Bernie Finkelstein, who steered careers of Cockburn, McLauchlan, releases memoir

TORONTO – Bernie Finkelstein has been a behind-the-scenes music industry maestro for more than 40 years, steering the careers of Bruce Cockburn, Murray McLauchlan and Rough Trade, while founding the Juno-winning indie imprint True North Records.

And the secret to his success? Knowing when to leave his artists alone.

“Most artists that would come up to me that might have ever said, ‘I’m just willing to do anything’ — that was the first reason that I didn’t sign them,” said Finkelstein, 67, during a recent interview in Toronto.

“I was interested in people that had a strong sense of what it was they wanted to accomplish, but needed a lot of help to get it accomplished. That’s where I fit in.”

Finkelstein looks back on his long career in the Canadian music industry in his new memoir, “True North: A Life in the Music Business.”

But truthfully, any notions of a Canadian music industry didn’t really exist when Finkelstein began wading into the fledgling folk scene in Toronto in the early 1960s.

A high-school dropout raised in a migratory military family, Finkelstein launched his first promotion agency as a teenager. While the venture was a failure in business terms, it gave Finkelstein an entry point into the astonishing music scene burgeoning in 1960s Toronto.

The downtown neighbourhood of Yorkville — now a web of luxury clothing stores, restaurants and hotels — back then offered an embarrassment of riches of a different sort. It was an edgy, bohemian neighbourhood where a series of smoky clubs offered in-the-know music fans the opportunity to hear a miraculous collection of still-developing artists, including Gordon Lightfoot, Joni Mitchell, Neil Young, one-day Steppenwolf leader John Kay and even future funk pioneer Rick James.

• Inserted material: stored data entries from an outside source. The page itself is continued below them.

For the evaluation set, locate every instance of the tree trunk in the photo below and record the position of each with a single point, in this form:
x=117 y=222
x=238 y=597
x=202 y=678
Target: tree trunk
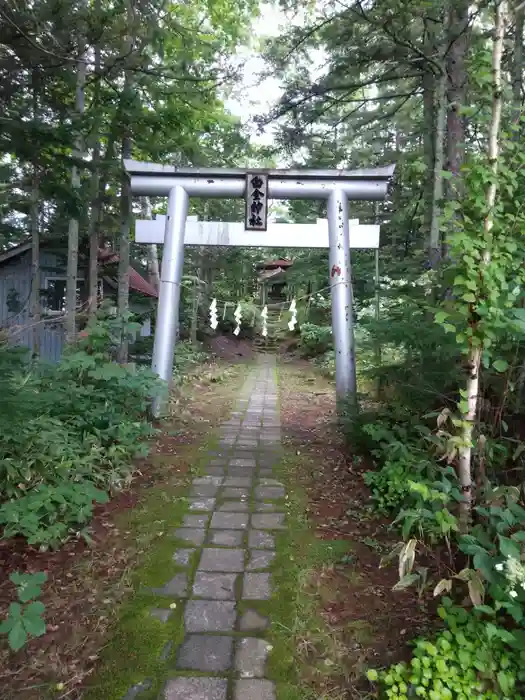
x=474 y=357
x=437 y=171
x=457 y=40
x=124 y=254
x=152 y=251
x=72 y=244
x=125 y=193
x=96 y=197
x=429 y=122
x=517 y=63
x=34 y=304
x=34 y=301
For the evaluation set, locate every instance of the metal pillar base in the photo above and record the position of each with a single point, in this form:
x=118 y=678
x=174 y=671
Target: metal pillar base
x=341 y=288
x=169 y=292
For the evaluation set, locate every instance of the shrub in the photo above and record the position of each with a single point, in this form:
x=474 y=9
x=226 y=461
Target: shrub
x=470 y=659
x=315 y=340
x=24 y=617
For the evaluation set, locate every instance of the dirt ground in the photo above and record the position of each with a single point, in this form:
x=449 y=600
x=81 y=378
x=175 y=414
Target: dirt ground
x=373 y=622
x=86 y=582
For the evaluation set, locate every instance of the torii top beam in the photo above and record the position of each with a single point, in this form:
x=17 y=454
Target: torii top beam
x=151 y=179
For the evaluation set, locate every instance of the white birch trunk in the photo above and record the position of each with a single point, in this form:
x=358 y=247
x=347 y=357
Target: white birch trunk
x=151 y=251
x=474 y=356
x=72 y=243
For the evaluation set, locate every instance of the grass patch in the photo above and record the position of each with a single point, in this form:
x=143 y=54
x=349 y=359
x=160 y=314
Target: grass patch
x=140 y=645
x=306 y=653
x=138 y=640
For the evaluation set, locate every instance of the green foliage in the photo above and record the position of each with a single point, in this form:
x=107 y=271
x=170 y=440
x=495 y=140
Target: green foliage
x=186 y=356
x=49 y=513
x=24 y=619
x=69 y=434
x=315 y=340
x=468 y=660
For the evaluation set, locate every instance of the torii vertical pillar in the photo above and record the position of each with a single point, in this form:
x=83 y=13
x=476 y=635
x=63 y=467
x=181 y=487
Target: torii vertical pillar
x=336 y=186
x=169 y=292
x=341 y=290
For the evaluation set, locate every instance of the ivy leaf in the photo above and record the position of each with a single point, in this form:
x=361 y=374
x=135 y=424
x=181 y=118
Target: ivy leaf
x=500 y=365
x=508 y=548
x=405 y=582
x=17 y=637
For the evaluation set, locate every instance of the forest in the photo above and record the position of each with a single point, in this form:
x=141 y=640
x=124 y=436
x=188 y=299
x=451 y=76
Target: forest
x=437 y=443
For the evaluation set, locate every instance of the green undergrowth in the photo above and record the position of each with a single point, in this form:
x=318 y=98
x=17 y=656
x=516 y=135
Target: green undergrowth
x=140 y=646
x=305 y=652
x=138 y=640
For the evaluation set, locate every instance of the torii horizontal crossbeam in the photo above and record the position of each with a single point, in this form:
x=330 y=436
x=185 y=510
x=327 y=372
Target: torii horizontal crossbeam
x=153 y=180
x=219 y=233
x=336 y=187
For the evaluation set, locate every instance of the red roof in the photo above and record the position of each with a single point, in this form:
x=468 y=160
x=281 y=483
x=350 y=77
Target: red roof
x=136 y=281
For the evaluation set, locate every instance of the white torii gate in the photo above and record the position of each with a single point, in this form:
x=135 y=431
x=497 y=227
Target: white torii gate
x=218 y=233
x=257 y=187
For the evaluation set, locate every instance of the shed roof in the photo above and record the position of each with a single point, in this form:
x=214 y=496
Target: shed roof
x=105 y=256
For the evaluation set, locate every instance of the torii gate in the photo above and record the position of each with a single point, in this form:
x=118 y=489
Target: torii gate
x=257 y=187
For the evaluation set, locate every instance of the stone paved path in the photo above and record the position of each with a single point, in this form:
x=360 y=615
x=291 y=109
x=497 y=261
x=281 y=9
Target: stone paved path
x=234 y=512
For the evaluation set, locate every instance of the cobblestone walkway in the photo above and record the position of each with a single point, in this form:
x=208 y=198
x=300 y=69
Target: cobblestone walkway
x=235 y=509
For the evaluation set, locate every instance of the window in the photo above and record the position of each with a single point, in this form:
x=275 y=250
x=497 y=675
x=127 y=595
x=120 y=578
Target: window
x=55 y=294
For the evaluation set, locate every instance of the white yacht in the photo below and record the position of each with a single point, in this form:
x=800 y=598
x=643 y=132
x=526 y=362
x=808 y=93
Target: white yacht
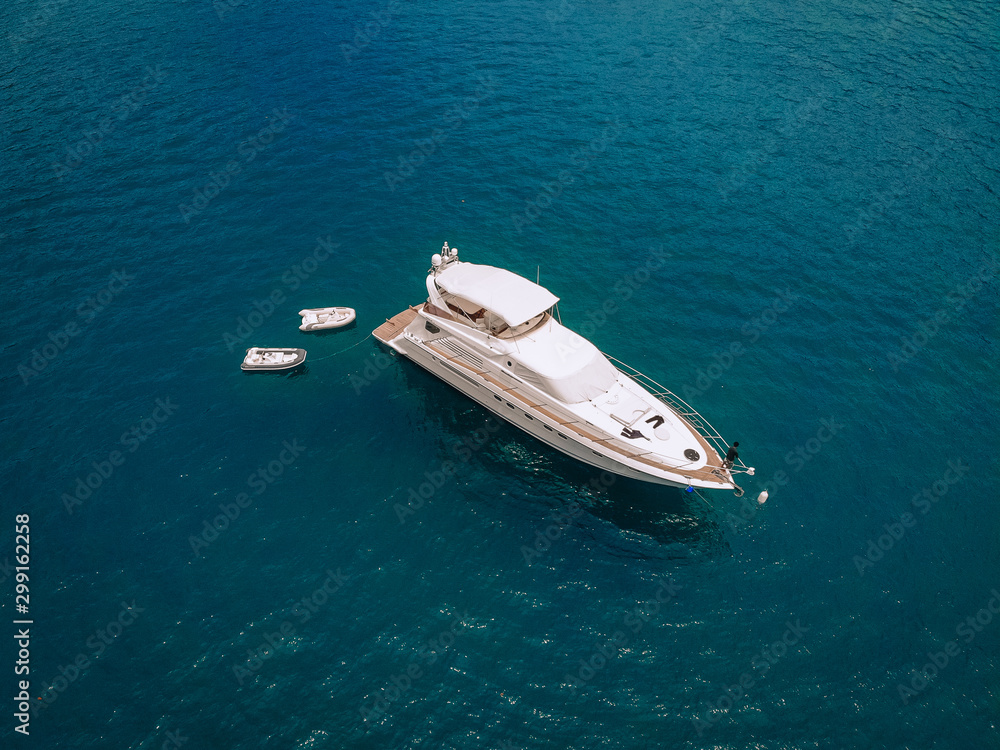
x=492 y=335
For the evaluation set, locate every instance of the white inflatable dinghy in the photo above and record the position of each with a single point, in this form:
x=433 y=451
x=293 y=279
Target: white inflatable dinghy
x=320 y=318
x=262 y=358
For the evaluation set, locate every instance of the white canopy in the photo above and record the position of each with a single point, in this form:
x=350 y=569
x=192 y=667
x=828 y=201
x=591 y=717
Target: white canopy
x=511 y=297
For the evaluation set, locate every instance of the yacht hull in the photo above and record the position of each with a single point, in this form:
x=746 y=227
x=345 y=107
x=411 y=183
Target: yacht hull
x=404 y=335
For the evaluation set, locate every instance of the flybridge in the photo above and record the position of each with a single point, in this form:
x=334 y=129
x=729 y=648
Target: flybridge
x=512 y=298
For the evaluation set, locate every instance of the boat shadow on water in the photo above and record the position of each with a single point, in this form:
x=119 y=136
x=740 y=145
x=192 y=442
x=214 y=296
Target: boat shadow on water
x=296 y=372
x=525 y=465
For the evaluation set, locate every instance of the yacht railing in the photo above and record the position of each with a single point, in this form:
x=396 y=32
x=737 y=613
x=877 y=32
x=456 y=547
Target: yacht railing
x=683 y=409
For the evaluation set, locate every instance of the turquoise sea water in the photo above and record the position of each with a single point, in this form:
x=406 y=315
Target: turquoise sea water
x=789 y=209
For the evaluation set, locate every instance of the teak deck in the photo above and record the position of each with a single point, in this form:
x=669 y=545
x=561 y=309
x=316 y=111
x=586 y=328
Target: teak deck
x=394 y=326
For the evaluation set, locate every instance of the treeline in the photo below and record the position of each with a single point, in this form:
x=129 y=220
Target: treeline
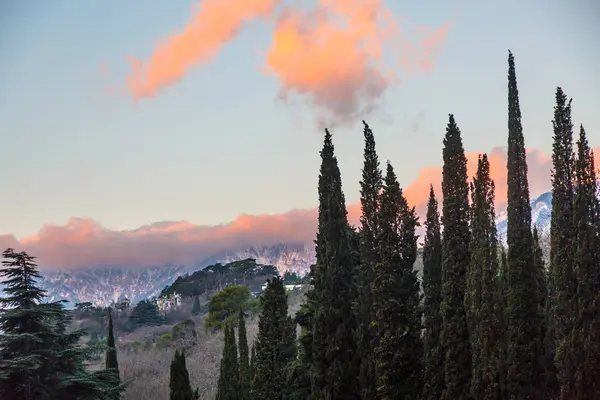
x=491 y=323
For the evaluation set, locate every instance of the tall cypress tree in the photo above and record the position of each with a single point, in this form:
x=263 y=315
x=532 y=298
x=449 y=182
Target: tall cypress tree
x=196 y=306
x=179 y=385
x=39 y=359
x=274 y=344
x=111 y=351
x=433 y=384
x=228 y=387
x=524 y=342
x=334 y=363
x=244 y=361
x=562 y=235
x=455 y=262
x=486 y=327
x=371 y=185
x=396 y=298
x=586 y=329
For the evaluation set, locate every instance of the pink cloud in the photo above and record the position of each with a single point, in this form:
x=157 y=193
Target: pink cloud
x=84 y=242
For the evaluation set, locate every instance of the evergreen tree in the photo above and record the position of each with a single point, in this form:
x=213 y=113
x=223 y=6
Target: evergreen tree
x=455 y=262
x=562 y=236
x=228 y=386
x=243 y=361
x=524 y=342
x=275 y=344
x=432 y=289
x=38 y=358
x=179 y=385
x=586 y=329
x=396 y=298
x=371 y=185
x=111 y=351
x=196 y=306
x=485 y=324
x=334 y=362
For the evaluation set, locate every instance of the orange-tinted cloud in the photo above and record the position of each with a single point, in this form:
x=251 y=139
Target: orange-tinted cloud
x=214 y=23
x=334 y=55
x=84 y=242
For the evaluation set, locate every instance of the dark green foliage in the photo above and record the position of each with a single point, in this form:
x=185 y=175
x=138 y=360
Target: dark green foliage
x=371 y=185
x=484 y=308
x=145 y=313
x=525 y=345
x=433 y=379
x=455 y=262
x=244 y=361
x=228 y=387
x=586 y=332
x=275 y=345
x=218 y=276
x=225 y=305
x=562 y=236
x=334 y=362
x=38 y=358
x=111 y=352
x=179 y=386
x=396 y=298
x=196 y=309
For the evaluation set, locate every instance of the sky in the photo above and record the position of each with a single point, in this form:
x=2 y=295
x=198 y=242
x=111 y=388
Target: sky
x=136 y=133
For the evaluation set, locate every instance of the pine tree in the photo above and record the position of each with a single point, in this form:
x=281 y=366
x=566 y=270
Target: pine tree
x=39 y=359
x=243 y=360
x=485 y=324
x=524 y=341
x=586 y=329
x=396 y=298
x=371 y=185
x=196 y=306
x=228 y=386
x=562 y=235
x=334 y=363
x=432 y=289
x=274 y=344
x=179 y=385
x=455 y=262
x=111 y=351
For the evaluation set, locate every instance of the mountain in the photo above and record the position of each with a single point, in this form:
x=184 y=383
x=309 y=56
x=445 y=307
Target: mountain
x=102 y=286
x=105 y=285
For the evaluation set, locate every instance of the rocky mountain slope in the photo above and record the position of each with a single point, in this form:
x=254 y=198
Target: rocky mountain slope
x=105 y=285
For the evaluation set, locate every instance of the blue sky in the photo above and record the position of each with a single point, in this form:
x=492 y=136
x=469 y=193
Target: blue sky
x=218 y=143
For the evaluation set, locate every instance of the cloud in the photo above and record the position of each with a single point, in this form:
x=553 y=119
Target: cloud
x=332 y=55
x=85 y=243
x=215 y=22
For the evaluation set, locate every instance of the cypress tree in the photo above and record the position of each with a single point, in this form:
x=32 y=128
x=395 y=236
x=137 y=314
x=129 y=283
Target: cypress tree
x=562 y=235
x=455 y=262
x=179 y=385
x=196 y=306
x=334 y=363
x=432 y=289
x=524 y=342
x=274 y=344
x=39 y=359
x=586 y=329
x=371 y=185
x=486 y=328
x=396 y=298
x=111 y=352
x=228 y=387
x=244 y=359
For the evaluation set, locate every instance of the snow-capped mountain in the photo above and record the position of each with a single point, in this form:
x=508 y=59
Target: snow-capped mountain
x=105 y=285
x=541 y=212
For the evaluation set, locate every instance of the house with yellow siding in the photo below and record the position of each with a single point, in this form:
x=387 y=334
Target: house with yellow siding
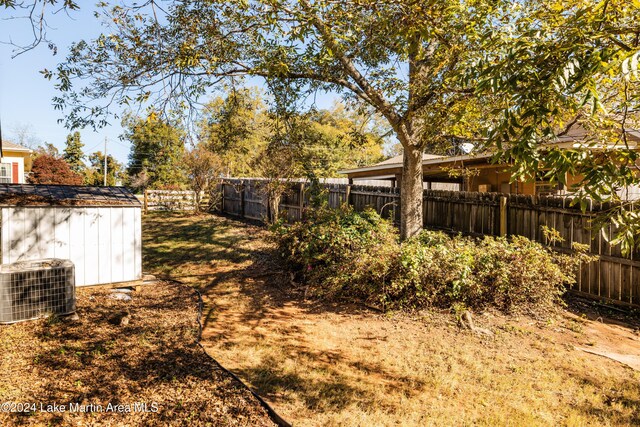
x=15 y=163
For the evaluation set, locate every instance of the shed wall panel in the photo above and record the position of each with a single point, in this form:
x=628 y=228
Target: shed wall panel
x=104 y=243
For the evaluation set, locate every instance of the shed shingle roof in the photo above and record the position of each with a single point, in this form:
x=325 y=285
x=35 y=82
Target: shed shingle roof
x=65 y=195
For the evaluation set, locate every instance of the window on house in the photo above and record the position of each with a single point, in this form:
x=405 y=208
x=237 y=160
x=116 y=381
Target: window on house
x=5 y=173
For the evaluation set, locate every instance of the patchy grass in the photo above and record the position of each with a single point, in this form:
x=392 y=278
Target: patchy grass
x=321 y=363
x=96 y=360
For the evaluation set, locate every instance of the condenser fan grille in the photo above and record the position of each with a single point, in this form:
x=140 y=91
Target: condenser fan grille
x=36 y=288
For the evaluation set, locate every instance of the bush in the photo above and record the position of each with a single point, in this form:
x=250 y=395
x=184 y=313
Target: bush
x=345 y=253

Finkelstein initially took odd jobs at any club that would have him — as a dishwasher, a bouncer, whatever was needed — but didn’t wait long to involve himself into the burgeoning scene developing around him. Among his first clients were psychedelic rockers the Paupers and local rock outfit Kensington Market.

In his recollections, Finkelstein seems to have lost little of the wide-eyed enthusiasm that lifted him through those early years. But he was concerned about glorifying a period that is always recalled in glowing terms, with a healthy heap of nostalgia.

“I don’t think anyone wants this idea shoved down their throat about Yorkville, but it was such a big part of my life,” he said.

It’s easy to understand why the period looms so large for Finkelstein when sifting through his memories.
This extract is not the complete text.